Dit is een directe toepassing van ’punt en richtvector gegeven’. De vergelijking is wat eenvoudiger als je $(1,1)$ als richtvector kiest, maar $L\leftrightarrow \begin {cases} x = 7t -1\\y = 7t -2 \end {cases}$ is ook een correcte parametervergelijking.

door $(-1,-2)$ en $(7,8)$

$L\leftrightarrow \begin {cases} x = 8t -1\\y = 10t -2 \end {cases}$

Het verschil $(7,8)-(-1,-2)$ van de twee punten is een richtvector. Maar ook $(-1,-2)-(7,8)=(-8,-10)$ is een richtvector, en dus is ook $L\leftrightarrow \begin {cases} x = -8t -1\\y = -10t -2 \end {cases}$ een parametervergelijking.
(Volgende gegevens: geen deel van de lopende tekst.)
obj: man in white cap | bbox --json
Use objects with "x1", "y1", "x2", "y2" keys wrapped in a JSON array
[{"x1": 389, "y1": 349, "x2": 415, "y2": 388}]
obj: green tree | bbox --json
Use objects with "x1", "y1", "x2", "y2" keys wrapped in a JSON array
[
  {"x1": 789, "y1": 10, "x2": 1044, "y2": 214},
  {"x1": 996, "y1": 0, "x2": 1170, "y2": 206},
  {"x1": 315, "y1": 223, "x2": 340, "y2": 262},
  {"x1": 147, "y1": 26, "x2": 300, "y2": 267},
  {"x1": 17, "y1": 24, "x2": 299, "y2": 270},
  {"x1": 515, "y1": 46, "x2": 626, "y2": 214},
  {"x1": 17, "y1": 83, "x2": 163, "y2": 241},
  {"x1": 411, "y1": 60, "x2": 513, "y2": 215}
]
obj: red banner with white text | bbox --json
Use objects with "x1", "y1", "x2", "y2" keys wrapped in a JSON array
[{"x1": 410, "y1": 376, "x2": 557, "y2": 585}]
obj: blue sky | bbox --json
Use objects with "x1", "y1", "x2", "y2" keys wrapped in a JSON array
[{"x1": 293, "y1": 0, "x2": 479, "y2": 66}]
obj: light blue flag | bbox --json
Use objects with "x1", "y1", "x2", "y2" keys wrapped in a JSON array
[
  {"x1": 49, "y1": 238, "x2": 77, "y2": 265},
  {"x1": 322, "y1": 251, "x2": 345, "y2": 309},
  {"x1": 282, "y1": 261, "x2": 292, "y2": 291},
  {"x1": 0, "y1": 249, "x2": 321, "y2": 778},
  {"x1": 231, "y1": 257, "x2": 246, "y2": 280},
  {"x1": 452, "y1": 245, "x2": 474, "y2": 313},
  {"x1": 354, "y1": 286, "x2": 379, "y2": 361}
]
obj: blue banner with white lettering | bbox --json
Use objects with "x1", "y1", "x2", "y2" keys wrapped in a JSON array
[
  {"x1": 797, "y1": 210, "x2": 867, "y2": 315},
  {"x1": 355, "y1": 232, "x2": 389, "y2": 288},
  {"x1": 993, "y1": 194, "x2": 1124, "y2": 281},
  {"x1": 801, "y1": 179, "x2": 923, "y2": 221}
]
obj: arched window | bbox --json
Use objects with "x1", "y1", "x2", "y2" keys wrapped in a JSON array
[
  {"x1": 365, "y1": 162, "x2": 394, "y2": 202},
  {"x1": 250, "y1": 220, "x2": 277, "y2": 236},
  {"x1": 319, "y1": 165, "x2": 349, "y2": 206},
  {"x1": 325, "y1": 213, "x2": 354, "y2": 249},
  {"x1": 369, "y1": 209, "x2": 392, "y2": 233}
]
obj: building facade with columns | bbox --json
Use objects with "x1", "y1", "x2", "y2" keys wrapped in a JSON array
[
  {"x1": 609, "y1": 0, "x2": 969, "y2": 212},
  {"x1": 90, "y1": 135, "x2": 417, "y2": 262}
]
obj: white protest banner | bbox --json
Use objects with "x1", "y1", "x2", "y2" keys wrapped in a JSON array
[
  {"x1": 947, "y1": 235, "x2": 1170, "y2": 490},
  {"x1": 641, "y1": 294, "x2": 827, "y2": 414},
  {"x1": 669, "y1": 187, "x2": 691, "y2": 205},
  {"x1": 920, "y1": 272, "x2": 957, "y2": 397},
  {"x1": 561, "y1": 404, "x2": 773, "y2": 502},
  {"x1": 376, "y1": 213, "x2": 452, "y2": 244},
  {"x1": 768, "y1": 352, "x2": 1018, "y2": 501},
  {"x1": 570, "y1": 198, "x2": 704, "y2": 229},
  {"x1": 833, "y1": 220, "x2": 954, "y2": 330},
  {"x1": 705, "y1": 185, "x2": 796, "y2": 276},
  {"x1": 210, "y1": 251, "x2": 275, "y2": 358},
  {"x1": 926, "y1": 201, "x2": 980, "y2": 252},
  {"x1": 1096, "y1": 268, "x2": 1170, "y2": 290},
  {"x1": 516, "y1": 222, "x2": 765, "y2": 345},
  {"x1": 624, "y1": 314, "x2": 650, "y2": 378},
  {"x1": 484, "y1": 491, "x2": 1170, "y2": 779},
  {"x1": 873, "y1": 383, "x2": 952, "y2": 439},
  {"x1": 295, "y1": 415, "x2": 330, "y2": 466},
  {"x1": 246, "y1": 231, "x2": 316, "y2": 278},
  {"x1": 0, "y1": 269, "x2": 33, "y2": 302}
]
Geef telkens drie punten en een richtingsvector van volgende rechten:

$L\leftrightarrow \begin {cases} x = 7t -1\\y = 8t -2 \end {cases}$

Bijvoorbeeld punten $(-1,-2), (6,6), (13,14)$ en richting $(7,8)$

$L\leftrightarrow \begin {cases} x = 7t \\y = 8t -2 \end {cases}$

Bijvoorbeeld punten $(0,-2), (7,6), (14,14)$ en richting $(7,8)$

$L\leftrightarrow \begin {cases} x = t \\y = 8t -2 \end {cases}$

Bijvoorbeeld punten $(0,-2), (1,6), (2,14)$ en richting $(1,8)$

2023-05-11 22:30:22